Alguien que una vez tuvo un nombre, Smeagol, y fue miembro de una especie
anterior a la de los hobbits, una naturaleza que él mismo ha olvidado, como si la
personificación del mito languideciese ante el olvido y terminara convertida en
la triste y rencorosa sombra de lo que una vez fue historia. Los trasgos viven
en las cavernas de las Montañas Nubladas, creando túneles artificiales y
nauseabundos que no respetan las raíces de las sierras, a las que violan con
sus máquinas y tecnología agresiva; mientras que los enanos de Thorin buscan
recuperar su hogar bajo la montaña, un palacio lleno de salas de piedra y oro,
con puertas talladas y muros llenos de arcos; una contraposición ante la
humilde situación de los enanos errantes sin más posesión que sus capuchones de colores y ante la
propia situación de Bilbo, habitante pacífico de un acogedor agujero hobbit sin
más aspiración que la de hacer anillos de humo con su pipa. ¿Quién iba a decir
que, al fin y al cabo, sería un anillo lo que determinaría su futuro?

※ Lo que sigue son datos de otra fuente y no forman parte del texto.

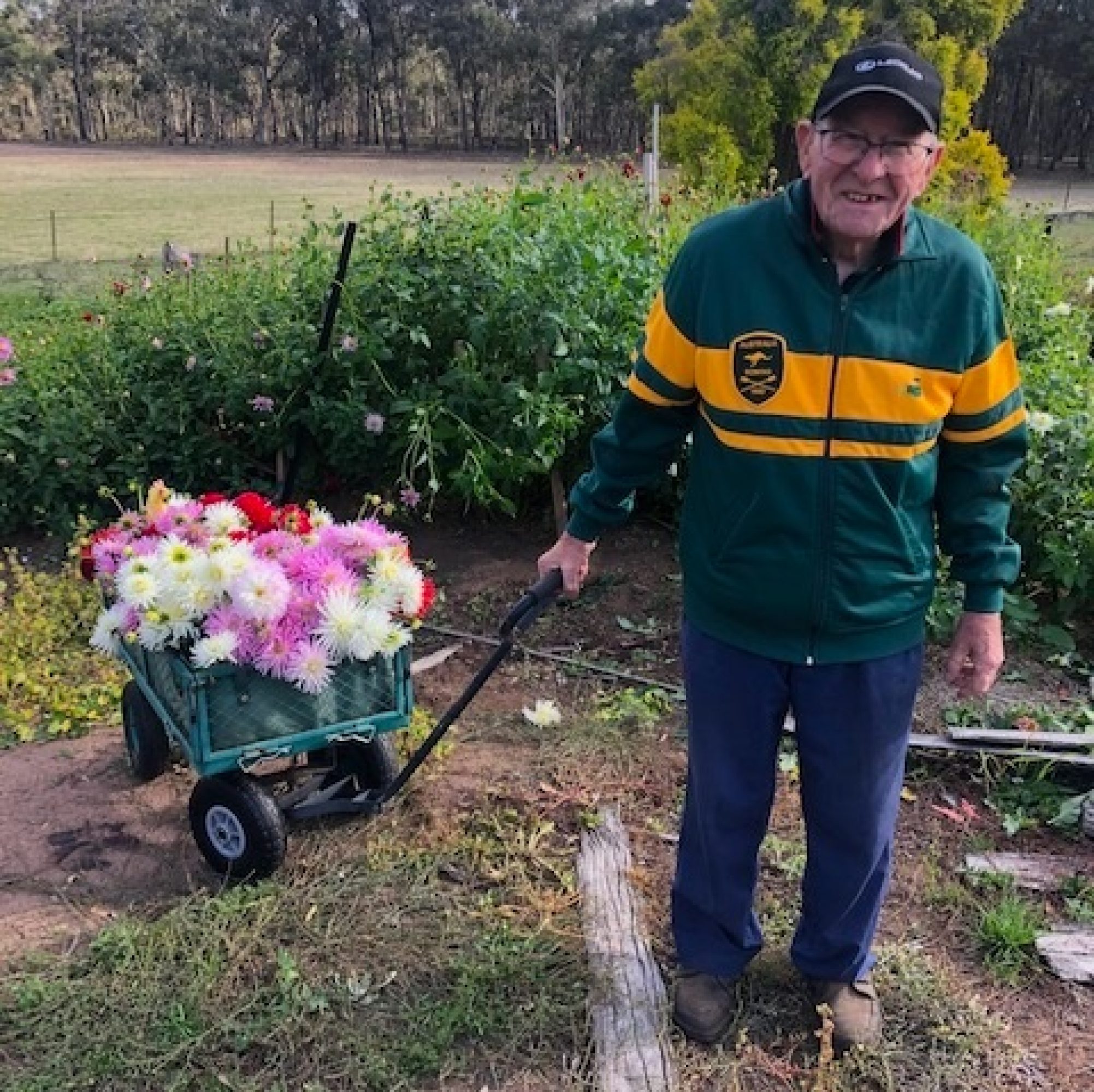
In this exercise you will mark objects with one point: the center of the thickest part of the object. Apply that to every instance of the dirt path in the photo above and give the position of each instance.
(80, 841)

Sin embargo, si hay un enemigo sin parangón en El Hobbit ese es el dragón. Smaug se nos
presenta como el superviviente de una antigua raza de dragones denominada “de
los escupefuego” que, atraído por la fama de los enanos de Esgaroth, decidió
descender desde el norte para asentarse en los salones de bajo la montaña y
robar las riquezas de la familia de Thorin, un riquísimo tesoro que, sin
embargo, su propia esencia lo hace incapaz de disfrutar. Se trata de un dragón
aparentemente estereotipo del de los cuentos de hadas, pero esto queda en un
simple nivel aparente cuando se atisba la profundidad de que está dotado. Se
trata de un gusano, una serpiente alada de escamas rojas en cuyo vientre se ha
forjado una coraza de gemas y monedas de oro que, tras años y años dormitando
sobre el tesoro robado, han quedado adosadas a su piel. Smaug es la
personalidad de la codicia, la maldad y la astucia; es inteligente y artero, un
conversador sutil y hábil que, sin necesidad de mentir,
es capaz de embaucar a quien lo escucha y hacer que diga lo que quiere ocultar,
sin embargo es mentiroso y lleno de vanidad a partes iguales. Smaug no es un
dragón domable, no es una mascota ni una bestia utilitaria: es un demonio
encarnado. Ante la soberbia (en ambos sentidos) actuación del dragón ante
Bilbo, cualquier comparación con los monstruos de los cuentos tradicionales
palidece.
La
naturaleza de Smaug resulta en principio demasiado grande para compararse con
la pequeña y temblona figura de un hobbit asustado y, sin embargo, resulta
indispensable para dar un sentido pleno a su ser, pues es ante el extremo de
este enfrentamiento donde el Señor Bolsón muestra el cambio que se ha obrado en
él y como, en la posterior batalla que tiene lugar en Lago Largo, la figura del
hobbit se eleva a la del héroe eterno, llegando a rozar su codo con el del
propio Gandalf. Sin embargo, no puede entenderse el enfrentamiento entre Smaug
y Bilbo como una batalla a espada y fuego, sino como una lucha superior, cuasi
espiritual que supone llevar al hobbit hasta el abismo, tentarlo y ver cómo
tras la duda inicial, el pequeño saqueador
es capaz de derrotar al gran ladrón
que, enfurecido, lanza su venganza contra los habitantes de Ciudad del Lago. Y
es aquí donde deviene la derrota física de Smaug: Bardo, un hombre alto y fornido, se traduce
como el estereotipo de héroe tradicional de los cuentos, el príncipe que libera
a la princesa (personificada en las gentes de Lago y Valle) y prefigura la batalla que
tendrá lugar en El Señor de los Anillos
en la que el Rey Brujo será derrotado por una humana, Éowyn, con la previa
intervención del hobbit Merry, quien asestará primero su golpe para que la
joven guerrera acabe finalmente con el espectro. El heroísmo de Bardo recuerda
a las hazañas de los guerreros mitológicos, dominado por la templanza y la
responsabilidad moral que lo hace líder natural de su pueblo, y sobre cuyos
hombros recae el peso de una historia más antigua que él mismo y que no alcanza
del todo a comprender, pero que acepta con una fe inquebrantable.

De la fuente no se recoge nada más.